Brussel Sprouts

Prepare gardens for the cooler temperatures of winter.

Tip of the Month

Meet the Brassicas — otherwise known as the cole or cabbage family. The original Brassica oleracea can be traced back to one plant — the wild mustard that grew thousands of years ago in coastal Europe and the Mediterranean region.

This family of plants is large and diverse, and they have been selectively bred to produce delicious roots, leaves, stems and flower buds. Over time these have evolved into various cultivars in all colors, shapes and sizes.

Short-season greens like baby kale, mustard greens, or bok choy are some of the easiest to grow. Longer-season crops include broccoli and Brussels sprouts. Cauliflower often is considered the trickiest brassica to grow because it is very sensitive to heat and drought stress. Regular watering will help promote healthy growth, although heat and drought stress can cause strong, bitter flavor and early bolting. Drip irrigation is a convenient and reliable way to water.
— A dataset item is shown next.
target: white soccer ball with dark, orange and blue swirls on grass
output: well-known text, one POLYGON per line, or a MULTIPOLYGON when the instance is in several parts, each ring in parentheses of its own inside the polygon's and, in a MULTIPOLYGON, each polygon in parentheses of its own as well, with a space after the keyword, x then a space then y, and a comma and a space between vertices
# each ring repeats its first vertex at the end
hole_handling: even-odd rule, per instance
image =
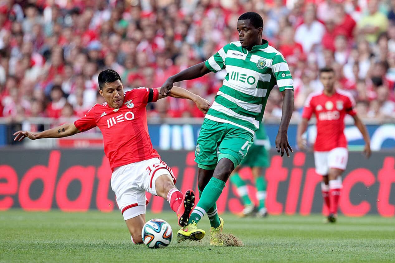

Plant winter color annuals such as cyclamen, primrose, pansies, violas, lobelia, snapdragon, petunia, gazania, nasturtium and sweet pea.

Sow seeds for beets, bok choy, bulb and green onions, collards, endive, kale, leaf lettuce, leeks, mustard greens, peas, radishes and spinach.

Plant colorful perennials such as angelita daisy, gaura, hummingbird trumpet sage and Mount Lemmon marigold.

Sow wildflower seeds by mid month to take advantage of winter rains.

Choose a location that receives full sun in winter.


Continue transplanting desert adapted trees and shrubs, ground covers, vines, cacti, succulents and grasses.

Transplant culinary herbs such as cilantro, dill, fennel, parsley, marjoram, mint, chives, rosemary, catnip, oregano, society garlic and sorrel.

Also, transplant broccoli, cabbage, cauliflower and chard.

Set out rain lily bulbs now.

Plant them under trees or among rocks.


Move tender potted plants to sunnier locations or in protected spots under porches, eaves or tree canopies.

Don’t water cacti and succulents before frosts.

Place polystyrene cups over the tops of columnar cacti.

Drape small trees with frost cloth; wrap young citrus trunks with burlap.


Adjust automatic irrigation timers to reduce water.

Irrigate citrus trees about every three weeks to a depth of three feet.

As weather cools, less water helps prepare plants for dormancy.


The first of the winter vegetables will include radishes, spinach, arugula and leaf lettuce.

Test citrus to determine ripeness. Tangerines ripen first, followed by navel oranges, tangelos, lemons and limes.